She told Sky News's Sophy Ridge on Sunday: "The theoretical idea that you can have one simple benefit rather than people having to apply for lots of benefits always appealed to me in theory.

"The problem with Universal Credit now is, under this Government, is it is being used to cut people's benefits - to penalise people for having too many children, to penalise the disabled and other vulnerable people.

"The notion of a simpler benefits system - great idea, but not if you are adding austerity to it."

Speaking on the BBC's Andrew Marr Show, shadow foreign secretary Emily Thornberry called for a root and branch review of Universal Credit, which she said was "unfair".

Ms Thornberry said former chancellor George Osborne had used it as "a vehicle for cuts because it's so complex you could introduce a whole load of cuts and nobody would notice".

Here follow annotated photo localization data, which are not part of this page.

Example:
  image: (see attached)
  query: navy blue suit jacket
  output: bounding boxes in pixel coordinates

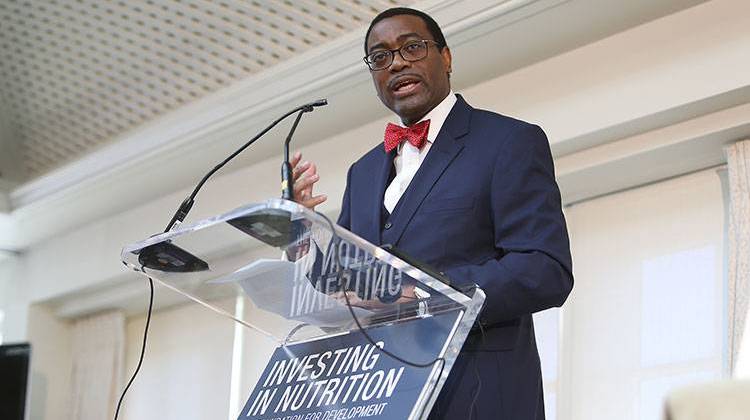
[337,95,573,419]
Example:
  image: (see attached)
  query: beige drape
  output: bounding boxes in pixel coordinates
[725,140,750,375]
[70,310,125,420]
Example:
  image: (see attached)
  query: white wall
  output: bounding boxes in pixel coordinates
[230,300,284,418]
[0,258,29,344]
[737,305,750,378]
[466,0,749,148]
[120,293,236,420]
[26,304,73,420]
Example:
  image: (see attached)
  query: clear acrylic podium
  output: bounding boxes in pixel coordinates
[121,199,485,419]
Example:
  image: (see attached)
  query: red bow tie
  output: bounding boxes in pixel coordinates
[383,120,430,153]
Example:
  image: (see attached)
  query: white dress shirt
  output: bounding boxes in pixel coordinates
[383,91,457,213]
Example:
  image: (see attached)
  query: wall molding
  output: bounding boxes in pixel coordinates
[0,0,712,252]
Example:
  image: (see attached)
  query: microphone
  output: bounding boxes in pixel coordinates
[164,99,328,232]
[120,99,328,420]
[281,99,328,200]
[307,99,328,108]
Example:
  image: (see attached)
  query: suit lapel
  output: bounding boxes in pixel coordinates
[382,95,472,246]
[366,146,396,245]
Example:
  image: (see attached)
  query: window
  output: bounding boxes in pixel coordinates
[561,168,727,420]
[535,307,560,420]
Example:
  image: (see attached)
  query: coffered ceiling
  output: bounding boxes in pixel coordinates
[0,0,410,182]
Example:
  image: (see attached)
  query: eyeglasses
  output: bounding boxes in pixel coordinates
[363,39,442,71]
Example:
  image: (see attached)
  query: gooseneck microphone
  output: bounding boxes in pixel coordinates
[115,98,328,420]
[281,98,327,200]
[164,98,328,232]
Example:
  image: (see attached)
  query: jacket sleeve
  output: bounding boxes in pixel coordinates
[444,123,573,325]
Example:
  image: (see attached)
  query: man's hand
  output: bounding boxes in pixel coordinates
[330,285,419,311]
[331,291,391,311]
[290,151,327,209]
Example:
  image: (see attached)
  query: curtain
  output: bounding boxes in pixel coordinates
[70,310,125,420]
[725,139,750,375]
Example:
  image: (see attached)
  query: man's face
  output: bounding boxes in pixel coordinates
[366,15,452,126]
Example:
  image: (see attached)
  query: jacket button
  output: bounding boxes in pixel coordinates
[384,221,393,230]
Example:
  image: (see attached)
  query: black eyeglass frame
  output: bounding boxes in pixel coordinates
[363,39,443,71]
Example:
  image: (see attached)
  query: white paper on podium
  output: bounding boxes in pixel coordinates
[211,258,373,327]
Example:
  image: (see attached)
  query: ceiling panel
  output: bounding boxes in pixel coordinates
[0,0,410,180]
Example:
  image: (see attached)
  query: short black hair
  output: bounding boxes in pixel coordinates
[364,7,447,54]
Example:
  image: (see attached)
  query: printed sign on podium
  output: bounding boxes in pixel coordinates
[122,199,485,419]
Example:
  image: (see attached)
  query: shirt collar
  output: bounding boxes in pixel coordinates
[418,90,456,143]
[393,90,457,146]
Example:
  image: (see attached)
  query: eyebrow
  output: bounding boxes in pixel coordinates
[368,32,424,53]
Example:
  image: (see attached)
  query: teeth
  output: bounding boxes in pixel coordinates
[396,81,416,91]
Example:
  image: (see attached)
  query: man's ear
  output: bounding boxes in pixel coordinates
[441,46,452,75]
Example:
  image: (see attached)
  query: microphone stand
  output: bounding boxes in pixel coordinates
[281,110,305,200]
[282,99,327,200]
[164,99,327,232]
[114,98,328,420]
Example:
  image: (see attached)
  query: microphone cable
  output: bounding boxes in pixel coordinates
[113,277,153,420]
[314,211,447,420]
[113,99,326,420]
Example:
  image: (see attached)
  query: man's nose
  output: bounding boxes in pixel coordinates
[389,51,410,72]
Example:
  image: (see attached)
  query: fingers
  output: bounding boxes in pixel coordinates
[291,152,314,179]
[293,162,320,197]
[293,160,312,180]
[289,151,327,209]
[293,172,319,192]
[297,194,327,209]
[294,174,326,203]
[290,151,302,169]
[331,291,364,307]
[293,177,327,209]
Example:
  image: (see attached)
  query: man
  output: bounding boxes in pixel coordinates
[291,7,573,419]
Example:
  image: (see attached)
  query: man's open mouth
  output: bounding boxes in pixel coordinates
[390,77,422,95]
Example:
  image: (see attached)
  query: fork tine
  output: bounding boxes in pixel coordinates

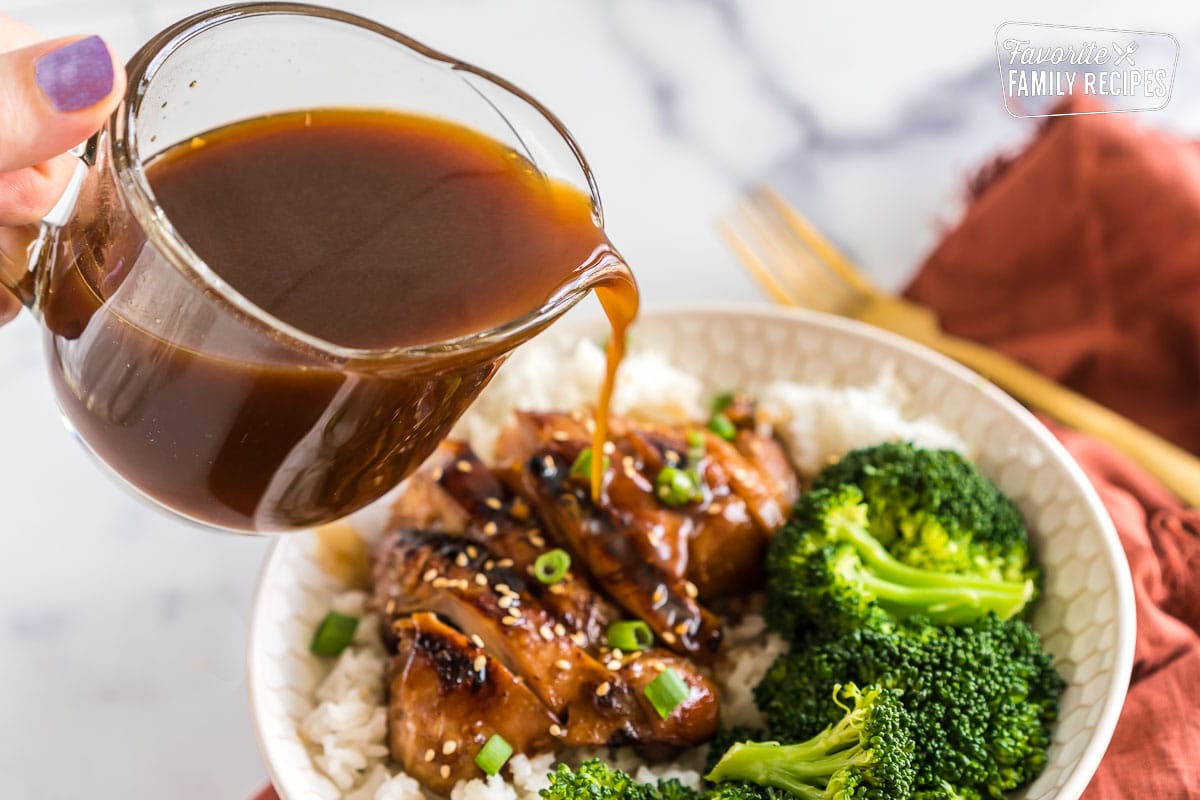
[742,194,858,309]
[716,219,796,306]
[756,186,880,299]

She added: "We must not come out of austerity on the backs of the poor.

"This is wrong, it's fundamentally wrong."

Health Secretary Matt Hancock defended the system, telling the Andrew Marr Show: "I have seen the Universal Credit in operation in my own constituency, where I have had no letters on it at all, whereas you normally get a pretty good feel for how much of a problem there is.

"Also I have sat there with the work coaches meeting people who are on Universal Credit and seen how the way that it works means that people can be helped into work much more."